Dengan latar-belakang pandangan sejarah yang demikian itu pulalah kiranya kita bisa mengerti mengapa Bung Karno menerima usul Sumarsono untuk menjadikan tanggal 10 November sebagai Hari Pahlawan. Sedangkan Sumarsono sendiri, yang menjadi pimpinan tertinggi PRI di Surabaya waktu itu, adalah seorang pemuda yang masa kecilnya mendapat pendidikan Kristen, dan setelah besar mempunyai hubungan erat dengan gerakan di bawah tanah PKI. melawan kolonialsime Belanda dan fasisme Jepang (lewat jaring-jaringan Mr; Amir Syarifuddin, pelukis Sudjoyono, tokoh PKI Widarta dan lain-lain)..

Dari ketinggian pandangan revolusioner yang demikian itulah kita sepatutnya memandang arti penting Hari Pahlawan. Jadi, tidak cukup hanya dengan pengibaran bendera dan nyanyi--nyanyian atau pidato-pidato yang isinya kosong atau steril saja Upacara-upacara memang tetap perlu dikerjakan, namun yang lebih penting adalah memberi isi dan jiwa kepada hari keramat ini.
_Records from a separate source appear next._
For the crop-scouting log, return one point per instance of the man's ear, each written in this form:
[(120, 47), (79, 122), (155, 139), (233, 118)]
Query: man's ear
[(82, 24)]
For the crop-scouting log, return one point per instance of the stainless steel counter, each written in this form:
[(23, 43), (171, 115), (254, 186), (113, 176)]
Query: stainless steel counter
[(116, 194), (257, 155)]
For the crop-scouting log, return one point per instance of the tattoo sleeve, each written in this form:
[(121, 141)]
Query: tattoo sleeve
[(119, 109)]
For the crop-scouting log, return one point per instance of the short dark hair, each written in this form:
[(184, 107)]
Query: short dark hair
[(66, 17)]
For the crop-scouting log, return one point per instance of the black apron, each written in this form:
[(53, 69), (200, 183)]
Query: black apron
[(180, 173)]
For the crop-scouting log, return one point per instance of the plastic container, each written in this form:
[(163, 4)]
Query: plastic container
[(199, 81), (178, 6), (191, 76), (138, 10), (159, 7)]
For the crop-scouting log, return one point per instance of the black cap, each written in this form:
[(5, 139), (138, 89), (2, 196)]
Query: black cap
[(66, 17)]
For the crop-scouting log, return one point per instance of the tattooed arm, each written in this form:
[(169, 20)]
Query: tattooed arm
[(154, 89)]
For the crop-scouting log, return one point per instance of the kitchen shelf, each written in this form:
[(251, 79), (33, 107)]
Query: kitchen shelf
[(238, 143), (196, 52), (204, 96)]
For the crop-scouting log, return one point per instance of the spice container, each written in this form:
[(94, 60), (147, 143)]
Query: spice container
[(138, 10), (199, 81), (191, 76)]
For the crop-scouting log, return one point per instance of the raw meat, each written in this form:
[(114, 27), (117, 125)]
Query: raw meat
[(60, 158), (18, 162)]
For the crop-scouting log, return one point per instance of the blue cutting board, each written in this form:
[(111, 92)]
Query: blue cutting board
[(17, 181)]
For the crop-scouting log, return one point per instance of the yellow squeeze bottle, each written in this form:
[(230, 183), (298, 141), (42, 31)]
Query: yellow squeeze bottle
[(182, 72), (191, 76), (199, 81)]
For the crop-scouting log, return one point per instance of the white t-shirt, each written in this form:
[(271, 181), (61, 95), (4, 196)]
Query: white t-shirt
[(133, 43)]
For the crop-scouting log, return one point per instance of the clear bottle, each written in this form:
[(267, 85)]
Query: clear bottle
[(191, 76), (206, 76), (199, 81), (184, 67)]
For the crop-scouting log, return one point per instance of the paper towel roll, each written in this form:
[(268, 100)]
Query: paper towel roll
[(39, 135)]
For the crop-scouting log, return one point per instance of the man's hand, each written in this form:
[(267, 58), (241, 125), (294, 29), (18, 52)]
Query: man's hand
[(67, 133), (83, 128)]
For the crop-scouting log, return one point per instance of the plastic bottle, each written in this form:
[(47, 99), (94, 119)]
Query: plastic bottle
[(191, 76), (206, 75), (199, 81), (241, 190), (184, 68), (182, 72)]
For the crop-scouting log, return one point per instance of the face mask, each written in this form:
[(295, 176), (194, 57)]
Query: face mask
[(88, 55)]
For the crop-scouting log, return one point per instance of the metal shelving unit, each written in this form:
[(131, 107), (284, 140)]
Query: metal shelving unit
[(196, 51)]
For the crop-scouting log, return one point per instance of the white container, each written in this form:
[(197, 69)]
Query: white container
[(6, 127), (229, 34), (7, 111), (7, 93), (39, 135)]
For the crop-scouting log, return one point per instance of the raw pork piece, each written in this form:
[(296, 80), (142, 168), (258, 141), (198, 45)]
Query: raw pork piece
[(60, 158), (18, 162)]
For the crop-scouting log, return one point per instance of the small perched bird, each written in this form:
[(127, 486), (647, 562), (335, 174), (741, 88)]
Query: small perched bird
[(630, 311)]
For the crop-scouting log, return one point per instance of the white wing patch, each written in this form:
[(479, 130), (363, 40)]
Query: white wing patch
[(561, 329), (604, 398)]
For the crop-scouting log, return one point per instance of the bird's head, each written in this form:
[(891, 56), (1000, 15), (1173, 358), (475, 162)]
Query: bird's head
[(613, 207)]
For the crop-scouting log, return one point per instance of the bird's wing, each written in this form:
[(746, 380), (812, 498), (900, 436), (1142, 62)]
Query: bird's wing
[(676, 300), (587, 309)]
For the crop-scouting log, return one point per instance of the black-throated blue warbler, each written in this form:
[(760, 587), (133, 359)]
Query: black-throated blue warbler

PARA PAHLAWAN MENANGIS DALAM MAKAM

Dewasa ini, memperingati Hari Pahlawan dengan semangat baru, cara baru, pandangan baru, adalah penting. Sebab, kita sama-sama menyaksikan bahwa selama Orde Baru, keagungan jiwa revolusioner Hari Pahlawan yang dicetuskan oleh Bung Karno telah dibikin mandul atau kerdil. Pastilah para pahlawan kita dari berbagai angkatan, berbagai suku, berbagai agama dan aliran politik, menangis sedih dalam makam mereka, melihat keadaan bangsa dan negara kita yang seperti sekarang ini. Bukanlah bangsa dan negara yang macam sekarang ini yang mereka cita-citakan ketika mereka bersedia mengorbankan diri dalam berbagai medan perjuangan, termasuk dalam pertempuran-pertempuran di seluruh tanahair.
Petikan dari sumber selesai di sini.